L’essere per sé, quindi, è sempre a distanza da sé, anche se quanto lo separa da sé è il nulla – non c’è una distanza spaziale, o un lasso di tempo, che separi tra di loro delle parti di coscienza –, proprio per questo la coscienza è ciò per cui sorgono il nulla e la negazione. Tutto ciò significa, in primo luogo, che l’uomo è l’unico essere che può compiere una distruzione, mentre la natura, al limite, può effettuare una redistribuzione delle masse d’esseri e, in secondo luogo, che una distruzione è tale solo per una coscienza umana che avverte il senso del non-più. Ma vanno considerate anche le conseguenze per ciò che riguarda la coscienza stessa: questo spazio di nulla che l’uomo trova al suo interno è quanto lo rende un essere “possibile” e mai “dato”; è, insomma, condizione della sua libertà, intesa come quella condizione angosciosa che spinge l’uomo a trascendere la dimensione della realtà. Seconda conseguenza è che, in quanto sempre differente da sé, la coscienza oscilla in un doppio movimento di fuga da sé (“non voler essere se stessa”) e di tendenza verso di sé (“voler essere se stessa”).

In questa visione sartriana del per-sé, acquista una particolare rilevanza il motivo dell’“altro uomo”. Il rapporto con l’altro uomo non può che essere all’insegna del paradosso e della violenza, perché, se la coscienza si rapporta alle cose negandone la datità, essa non potrà che rapportarsi alle altre coscienze negandone l’essere per sé, ossia esattamente negandone l’essere coscienziale. Quando un altro uomo mi guarda, osserva Sartre, il sentimento immediato che provo è di vergogna, poiché il suo sguardo su di me mi ha fatto diventare oggetto. Lo sguardo di una coscienza rivolto ad un’altra coscienza è sempre oggettivante: in quanto guardato dall’altro, io sono l’oggetto del suo sguardo e, attraverso quello sguardo, io vengo rimandato non all’altro, ma a me stesso. L’unica forma di reciprocità nei rapporti umani è il rifiuto: l’“io” e l’“altro” si costituiscono come due poli a un tempo complementari e simmetrici, in quanto entrambi si rifiutano l’un l’altro.

TESTO

T4: Jean-Paul Sartre, L’esistenza degli altri

Gli accenti fondamentalmente tragici de La nausea e di L’essere e il nulla lasciano spazio, nelle opere che seguono la seconda guerra mondiale – e dunque l’engagement (“impegno”) di Sartre nella resistenza contro l’occupazione nazista – a una tonalità nuova. La conferenza parigina intitolata L’esistenzialismo è un umanismo (1946) fa il punto sulle riflessioni passate e al contempo accentua il motivo dell’impegno dell’uomo nel mondo, sulla base del principio che “l’esistenza precede l’essenza”. La scoperta della gratuità del mondo, piuttosto che condurre ad indugiare sull’assurdità dell’esistenza umana, viene declinata da Sartre per negare ogni forma di riduzionismo deterministico e per esaltare conseguentemente la libertà dell’uomo, la cui natura non è determinata da alcunché. Sartre difende l’esistenzialismo dall’accusa di mettere in risalto “il lato deteriore della natura umana”. La condizione di abbandono dell’uomo nel mondo, invece di portare a una sorta di “quietismo di disperazione”, si presenta come fondamento dell’assoluta responsabilità alla quale nessun uomo può sottrarsi. L’uomo ha la responsabilità totale della propria esistenza, delle proprie scelte.

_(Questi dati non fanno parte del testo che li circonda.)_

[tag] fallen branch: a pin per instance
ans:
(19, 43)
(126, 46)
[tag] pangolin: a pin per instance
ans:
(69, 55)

Dostoevskij e la filosofia

Fra i grandi scrittori la cui opera riveste interesse anche nel campo della storia della filosofia, Dostoevskij ricopre un posto di particolare importanza e da diversi punti di vista. In generale, ci troviamo di fronte a un autore in cui oggettività, realismo e sviluppo narrativo sono impensabili senza avvolgersi subito nei grandi temi morali del vivere umano. Su alcune tematiche filosofiche specifiche, poi, è impossibile tracciare una storia del pensiero senza attribuire allo scrittore russo un ruolo come antesignano o significativo esponente. Basti pensare ai molti punti di contatto fra Raskolnikov – protagonista di Delitto e castigo – e la dottrina dell’superuomo di Nietzsche; oppure a molte anticipazioni della psicologia dell’inconscio di Freud o dell’esistenzialismo. Così come non meraviglia che, nell’ambito del pensiero russo, possa essere stato considerato come il più grande “metafisico” (Nikolaj Berdjaev).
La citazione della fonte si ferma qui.